Le parole con cui il candidato presidente della Sicilia Giancarlo Cancelleri ha rassicurato i proprietari di immobili abusivi – «Non buttiamo giù le case della povera gente» – sono generiche ma sufficienti a rassicurare la platea alla quale sono rivolte, tutta intera. «Povera gente» è un espressione abbastanza larga perché ci rientri chiunque non sia Flavio Briatore e rende il M5S votabile per ogni siciliano che si riconosca nel novero assai largo degli abusivi non-milionari, compreso chi si è fatto casa sulla spiaggia (“abusivismo di necessità” pure quello, andare al mare l’estate non è forse necessario?) o chi affitta immobili mai condonati nella Valle dei Templi (“Dobbiamo pur campare”, cosa c’è di più necessario?).

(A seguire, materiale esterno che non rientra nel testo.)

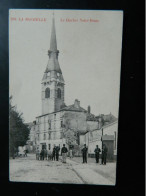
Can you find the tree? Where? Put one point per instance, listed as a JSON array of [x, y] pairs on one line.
[[18, 131]]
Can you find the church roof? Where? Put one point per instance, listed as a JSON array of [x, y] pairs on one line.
[[53, 42], [73, 108], [53, 64]]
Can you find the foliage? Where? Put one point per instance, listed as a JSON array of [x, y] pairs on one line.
[[18, 131]]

C’è chi adesso parla di voltafaccia, compresi alcuni ex-iscritti al Movimento, ma il nuovo corso del M5S sulla legalità in materia edilizia, sull’abusivismo, sulle demolizioni, appare piuttosto una scelta di realpolitick. Volendogli dare un’etichetta, potremmo prendere in prestito la parola “vincismo”, coniata per altri scopi ma utile a definire la sindrome che impone da tempo alla politica italiana la regola suprema del “Primum vincere”, a qualsiasi costo. Niente altro conta.

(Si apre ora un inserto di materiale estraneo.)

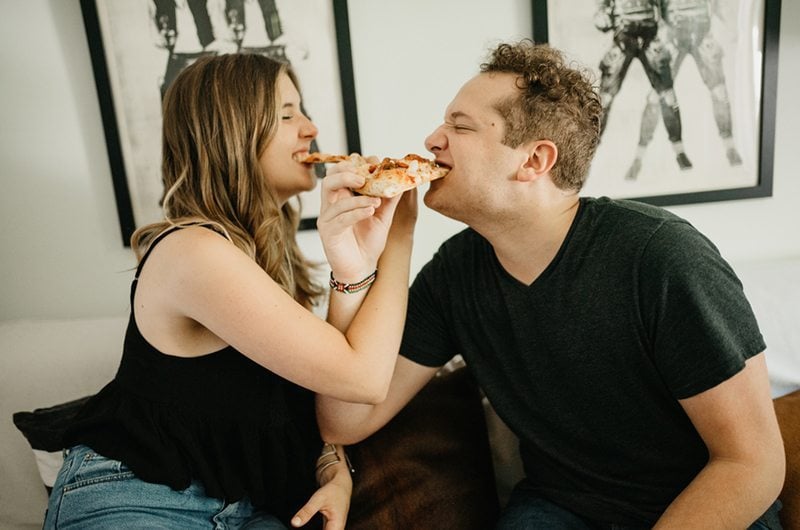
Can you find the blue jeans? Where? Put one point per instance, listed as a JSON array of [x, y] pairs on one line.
[[527, 511], [94, 492]]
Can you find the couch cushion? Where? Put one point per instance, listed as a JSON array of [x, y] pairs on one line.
[[430, 467], [43, 429]]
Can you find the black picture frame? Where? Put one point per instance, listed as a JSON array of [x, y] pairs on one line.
[[109, 59], [549, 15]]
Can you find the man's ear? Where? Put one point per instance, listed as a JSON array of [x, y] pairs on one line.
[[542, 156]]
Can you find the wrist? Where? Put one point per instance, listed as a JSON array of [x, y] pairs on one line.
[[352, 287]]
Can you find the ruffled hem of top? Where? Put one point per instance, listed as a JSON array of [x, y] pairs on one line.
[[270, 462]]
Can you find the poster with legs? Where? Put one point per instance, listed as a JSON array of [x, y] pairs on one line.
[[688, 89], [139, 46]]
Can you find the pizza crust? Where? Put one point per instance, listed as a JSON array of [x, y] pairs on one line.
[[391, 176]]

E per vincere sul territorio si è obbligati a dare i resti a poteri locali apparentemente modesti ma molto rilevanti come collettori del consenso: i tassisti o le reti dell’ambulantato nelle grandi città, i costruttori senza licenza, i piccoli speculatori del turismo o del trasporto nei paesi e nelle campagne. Il vincismo immagina la politica come una torta: bisogna offrirne uno spicchio, seppur piccolo, anche piccolissimo, a tutti. E se si riesce a distribuire bene la crema e il pandispagna, si vince.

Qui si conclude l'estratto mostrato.